I've heard the advice that everyone should spend a night in their own guest room, just to experience first-hand how welcoming it is. Or isn't. Well, my guest room has turned into my office over the years and it's not much of a guest room these days. But I was feeling lazy today and had hit a snag in the ms, so I decided maybe a nap was a good idea. I turned away from the computer and there it was: a bold inviting splash of sunshine spilling across the bed in the guest room.
But honestly, this room is a pure creative mess, with the bed all but buried. I had to move two large piles of research notes and plot diagrams and marked-up pages of dialog -- under which I found the "lost" car charger for my cell phone -- then shoo the cat away and shake her hair off the throw blanket I keep folded at the foot of the bed.
It smelled faintly of dust, no one has slept there for several months, but the bed is firm and the pillows are good. As I lay down with my back to the sun, I realized that this is the only bed in my house that is directly in the path of sunshine. Two bedrooms are on the north side of the house and almost never get direct sun. A third is on the south side like this one, but the bed there is on the inside wall. The bed in this room, the guest room, is under the window on the south wall. In the sunlight.

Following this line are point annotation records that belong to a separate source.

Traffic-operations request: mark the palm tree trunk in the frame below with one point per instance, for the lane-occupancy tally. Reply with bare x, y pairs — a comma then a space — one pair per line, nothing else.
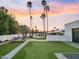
44, 28
30, 22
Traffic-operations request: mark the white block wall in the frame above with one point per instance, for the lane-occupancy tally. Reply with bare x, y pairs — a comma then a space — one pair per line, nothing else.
9, 37
57, 38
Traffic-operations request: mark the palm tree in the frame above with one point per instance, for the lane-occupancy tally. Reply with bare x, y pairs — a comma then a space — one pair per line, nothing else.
44, 3
29, 5
43, 18
47, 9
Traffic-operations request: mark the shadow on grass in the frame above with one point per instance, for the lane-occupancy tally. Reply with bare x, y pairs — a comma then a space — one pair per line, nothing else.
21, 55
30, 44
51, 55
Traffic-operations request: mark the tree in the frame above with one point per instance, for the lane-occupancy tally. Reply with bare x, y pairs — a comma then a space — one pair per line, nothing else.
8, 25
29, 5
47, 9
24, 30
44, 3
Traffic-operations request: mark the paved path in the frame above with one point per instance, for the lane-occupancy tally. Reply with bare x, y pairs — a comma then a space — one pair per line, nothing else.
60, 56
13, 52
76, 45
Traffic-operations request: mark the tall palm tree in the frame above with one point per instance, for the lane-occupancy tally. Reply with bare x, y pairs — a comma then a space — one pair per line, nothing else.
47, 10
43, 16
29, 5
44, 3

The sun was hot on my back and I could soon smell the heat in my hair where it spread out on the pillow behind me. It felt good on a cold February day, even as it occurred to me the sensation might not be as comforting in July. I rolled over, wanting to feel that intensity on my face, turning toward it as if it were a fervent caress. I stretched into it like a cat, welcoming the embrace of bright heat with languid appreciation.
It was mid-afternoon and the sun's rays shift quickly this time of year; soon they were angling away from my face and down, spreading heat in their path. Almost too warm now, I kicked off the blanket and noticed the cobweb in the upper corner of the window, shimmering and beautiful in the shaft of light. A cloud moved over the sun, bringing a dark shiver, but the brilliance soon returned with a now familiar heat made more intense by its brief absence. I reached out, curious, pressing three fingertips to the window pane and felt the stark contrast of the smooth frigid glass. Outside it is winter. Inside, boneless and relaxed, I closed my eyes and melted like slow liquid into the simple quiet pleasure of the afternoon sun.
I slept, startled awake some time later when a squirrel jumped from a branch of the maple tree, landing with a thud on the roof above me before scurrying across the shingles, a well-worn path to the oak in the front yard. A very nice dream cut short by the reminder that I still have not called a roofer. Sigh.
So while it would no doubt benefit from a good dusting and the trimming of a few tree branches, I have decided my guest room is the perfect place for a lazy nap on a sunny winter day.